I have learned that I center too much of my food struggles around what I can or cannot accomplish. And base my own self-worth on what the number on the scale is. When I lose a pound, I don't give God the glory, I usually just pat myself on the back for working hard and eating better this week, and neglect to acknowledge that He gave me the time, strength and energy and provided that healthy food for me. But when I gain a pound, or five, I mentally badger myself, tearing myself down. I really should be turning my failures over to God and accepting His grace of getting to try again.

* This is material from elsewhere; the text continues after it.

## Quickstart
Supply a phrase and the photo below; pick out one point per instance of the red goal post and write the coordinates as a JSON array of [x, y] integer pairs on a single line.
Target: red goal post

But the biggest thing I have learned, and what I ultimately want to make my goal for this study, is that the numbers on the scale are not what I want to change, but my heart needs to change. You see, the battle raging in my heart needs to stop. I need to not just make God #1 in my heart, but my ONLY god. If he isn't the only god, I am still not loving Him with my whole heart, and that is not what He deserves.

The verse from Psalms 84:2 is such a wonderful description of what I want to be my heart's cry. I want to yearn to be resting in the victories of God in my life, because He has already won my battle over food. He has won my battle over material things. He has won my battle to be noticed. I just need to accept His victory and live with Him guiding my every move, moment by moment and craving by craving. The cravings of my heart disguised as good things are really the temptations that Satan is using, trying to pull my focus off of my Lord.

If you are joining me in this journey of focusing everything on The Lord, that is great! I'd love to hear about it. If you haven't yet made that commitment, what's holding you back?